Nestor was tipsy-Lena had kept him drinking. He smiled grimly. “I suppose it’s time for me to pay back society again.”

Louis was a French national, and I wasn’t sure I wanted to charge him with anything. He was a fool, but that had never been much of a crime in our country. So I drove him back to the Metropol. He and Nestor hugged on the dark street, and Louis kept apologizing, but Nestor was serene. The alcohol must have helped.

As we got into the car, I glanced back at the hotel. A white-haired man in the lobby stood and approached Louis. Jean-Paul Garamond did not look happy.

Kaminski was already in a cell, and Leonek and Emil were waiting for me. They stood to the side as I filled out forms for Nestor’s detention, then Moska showed up. He was tired and confused and a little angry that he hadn’t been told what was going on. But he got over it. After Nestor was taken away we went to a bar. I wanted to be drunk, to gain Nestor’s serenity, but intoxication only made me feel sick. I couldn’t quite hear what the others were saying. One thing I did make out was Emil’s confusion over something Kaminski had said. “He told us that by tomorrow no one will give a damn about him, or Nestor, or anyone. He said tomorrow everything is going to be different.”

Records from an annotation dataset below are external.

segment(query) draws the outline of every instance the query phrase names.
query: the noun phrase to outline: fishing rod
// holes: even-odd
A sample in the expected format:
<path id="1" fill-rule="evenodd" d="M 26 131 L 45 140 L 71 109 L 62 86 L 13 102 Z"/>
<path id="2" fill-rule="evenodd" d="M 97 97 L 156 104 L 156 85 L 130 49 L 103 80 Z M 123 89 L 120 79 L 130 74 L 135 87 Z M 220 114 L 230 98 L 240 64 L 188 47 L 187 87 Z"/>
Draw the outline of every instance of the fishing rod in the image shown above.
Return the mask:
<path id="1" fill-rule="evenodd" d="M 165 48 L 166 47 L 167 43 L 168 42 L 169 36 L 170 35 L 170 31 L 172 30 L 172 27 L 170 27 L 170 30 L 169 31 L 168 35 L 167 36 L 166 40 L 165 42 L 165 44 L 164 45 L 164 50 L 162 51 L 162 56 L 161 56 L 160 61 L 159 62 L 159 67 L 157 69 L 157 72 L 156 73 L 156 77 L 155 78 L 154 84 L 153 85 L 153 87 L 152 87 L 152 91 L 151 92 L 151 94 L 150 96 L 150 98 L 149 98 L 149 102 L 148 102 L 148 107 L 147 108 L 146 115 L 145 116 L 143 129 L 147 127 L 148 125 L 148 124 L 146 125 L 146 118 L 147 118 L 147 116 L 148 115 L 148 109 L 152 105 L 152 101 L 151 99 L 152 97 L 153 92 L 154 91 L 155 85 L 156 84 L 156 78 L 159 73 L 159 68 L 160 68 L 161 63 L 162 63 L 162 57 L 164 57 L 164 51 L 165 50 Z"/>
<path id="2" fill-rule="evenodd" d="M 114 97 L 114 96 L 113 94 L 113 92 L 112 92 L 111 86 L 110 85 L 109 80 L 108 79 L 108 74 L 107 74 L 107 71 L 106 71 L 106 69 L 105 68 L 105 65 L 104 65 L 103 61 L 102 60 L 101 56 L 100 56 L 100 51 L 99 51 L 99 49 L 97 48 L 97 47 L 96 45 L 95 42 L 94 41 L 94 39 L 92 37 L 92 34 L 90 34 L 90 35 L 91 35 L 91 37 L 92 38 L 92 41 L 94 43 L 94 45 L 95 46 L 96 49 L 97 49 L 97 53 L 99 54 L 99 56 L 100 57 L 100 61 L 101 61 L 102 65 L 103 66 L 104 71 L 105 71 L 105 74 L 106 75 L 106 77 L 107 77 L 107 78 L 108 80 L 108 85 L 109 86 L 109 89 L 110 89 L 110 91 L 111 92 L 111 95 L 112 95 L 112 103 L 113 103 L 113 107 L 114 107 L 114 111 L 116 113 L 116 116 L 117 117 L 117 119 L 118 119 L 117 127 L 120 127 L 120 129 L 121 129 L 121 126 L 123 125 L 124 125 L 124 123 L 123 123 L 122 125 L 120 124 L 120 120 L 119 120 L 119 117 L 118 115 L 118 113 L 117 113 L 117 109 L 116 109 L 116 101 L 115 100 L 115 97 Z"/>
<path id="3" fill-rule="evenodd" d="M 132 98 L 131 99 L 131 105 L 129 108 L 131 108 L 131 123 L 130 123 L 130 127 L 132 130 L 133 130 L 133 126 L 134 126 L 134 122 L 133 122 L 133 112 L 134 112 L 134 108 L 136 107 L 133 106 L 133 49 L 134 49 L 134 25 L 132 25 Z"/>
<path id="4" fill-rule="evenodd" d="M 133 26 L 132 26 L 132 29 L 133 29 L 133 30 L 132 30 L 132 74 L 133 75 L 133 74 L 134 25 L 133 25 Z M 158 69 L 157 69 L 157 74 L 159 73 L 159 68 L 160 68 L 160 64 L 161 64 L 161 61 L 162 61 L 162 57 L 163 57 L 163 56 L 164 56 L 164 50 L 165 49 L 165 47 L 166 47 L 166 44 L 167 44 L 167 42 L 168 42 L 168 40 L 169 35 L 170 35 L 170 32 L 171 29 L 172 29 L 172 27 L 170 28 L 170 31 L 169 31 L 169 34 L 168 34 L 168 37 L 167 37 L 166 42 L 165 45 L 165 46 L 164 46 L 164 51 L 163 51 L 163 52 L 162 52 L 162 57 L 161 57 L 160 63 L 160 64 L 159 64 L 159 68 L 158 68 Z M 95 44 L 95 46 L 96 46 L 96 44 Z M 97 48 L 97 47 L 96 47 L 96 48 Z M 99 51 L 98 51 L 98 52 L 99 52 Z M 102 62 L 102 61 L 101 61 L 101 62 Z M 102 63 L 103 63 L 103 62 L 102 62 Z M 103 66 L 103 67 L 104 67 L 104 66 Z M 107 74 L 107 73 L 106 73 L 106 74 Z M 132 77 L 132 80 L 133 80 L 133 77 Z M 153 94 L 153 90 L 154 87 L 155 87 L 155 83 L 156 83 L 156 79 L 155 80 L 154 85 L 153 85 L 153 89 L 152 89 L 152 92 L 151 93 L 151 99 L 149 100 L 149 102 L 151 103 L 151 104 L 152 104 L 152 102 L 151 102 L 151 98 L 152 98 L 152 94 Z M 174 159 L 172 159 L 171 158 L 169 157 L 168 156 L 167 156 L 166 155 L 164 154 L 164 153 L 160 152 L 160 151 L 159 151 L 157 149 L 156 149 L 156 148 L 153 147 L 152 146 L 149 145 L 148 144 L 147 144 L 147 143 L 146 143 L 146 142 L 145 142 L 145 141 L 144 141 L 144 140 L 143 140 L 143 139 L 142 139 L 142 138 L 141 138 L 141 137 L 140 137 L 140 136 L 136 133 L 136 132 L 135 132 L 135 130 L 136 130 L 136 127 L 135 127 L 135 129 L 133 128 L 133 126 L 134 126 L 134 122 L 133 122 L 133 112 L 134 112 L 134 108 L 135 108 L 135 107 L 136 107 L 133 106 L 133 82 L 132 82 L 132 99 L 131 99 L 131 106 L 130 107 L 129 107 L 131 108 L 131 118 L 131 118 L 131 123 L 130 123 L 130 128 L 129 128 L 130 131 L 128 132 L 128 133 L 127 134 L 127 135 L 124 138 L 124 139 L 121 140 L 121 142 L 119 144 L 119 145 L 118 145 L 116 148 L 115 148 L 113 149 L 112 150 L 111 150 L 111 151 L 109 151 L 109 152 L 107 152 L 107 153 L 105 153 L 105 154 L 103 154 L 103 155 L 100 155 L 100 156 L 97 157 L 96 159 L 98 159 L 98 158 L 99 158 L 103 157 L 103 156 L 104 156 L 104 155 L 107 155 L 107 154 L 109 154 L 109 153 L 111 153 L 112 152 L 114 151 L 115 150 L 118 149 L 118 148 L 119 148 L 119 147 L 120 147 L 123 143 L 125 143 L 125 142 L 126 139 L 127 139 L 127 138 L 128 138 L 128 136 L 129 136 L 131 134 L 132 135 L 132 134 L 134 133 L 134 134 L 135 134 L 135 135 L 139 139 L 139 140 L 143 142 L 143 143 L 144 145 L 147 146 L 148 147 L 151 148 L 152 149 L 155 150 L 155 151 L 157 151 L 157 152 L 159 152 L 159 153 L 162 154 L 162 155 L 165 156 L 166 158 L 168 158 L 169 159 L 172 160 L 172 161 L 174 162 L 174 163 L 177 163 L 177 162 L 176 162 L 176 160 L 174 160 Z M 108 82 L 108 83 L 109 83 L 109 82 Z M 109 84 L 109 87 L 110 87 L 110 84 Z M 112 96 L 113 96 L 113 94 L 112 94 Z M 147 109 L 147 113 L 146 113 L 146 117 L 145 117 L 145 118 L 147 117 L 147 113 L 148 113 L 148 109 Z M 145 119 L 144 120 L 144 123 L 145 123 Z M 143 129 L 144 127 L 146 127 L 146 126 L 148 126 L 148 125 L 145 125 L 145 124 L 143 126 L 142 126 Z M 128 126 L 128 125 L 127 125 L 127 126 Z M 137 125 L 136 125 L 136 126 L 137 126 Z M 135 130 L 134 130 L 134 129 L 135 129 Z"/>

“What does that mean?” Moska asked.

Emil shrugged. “I wish I knew.”

Leonek wagged his head over his glass. “I don’t wish I did. I’m very glad not to know a thing.”

I felt the same way. I wanted to forget Kaminski’s last words to me- That will be the end of you — but memory and knowledge are the killers of serenity. Then, around one, when we were all too drunk to read a thing, a heavyset woman came in, red-faced, frantically waving a special late-night edition of The Spark.

“God, oh God,” was all she could get out, repeatedly.

Leonek swiped the paper from her, and as he moved it back and forth, trying to focus, he looked baffled. “It’s Mihai,” he muttered, maybe to us, maybe to himself. “He’s dead.”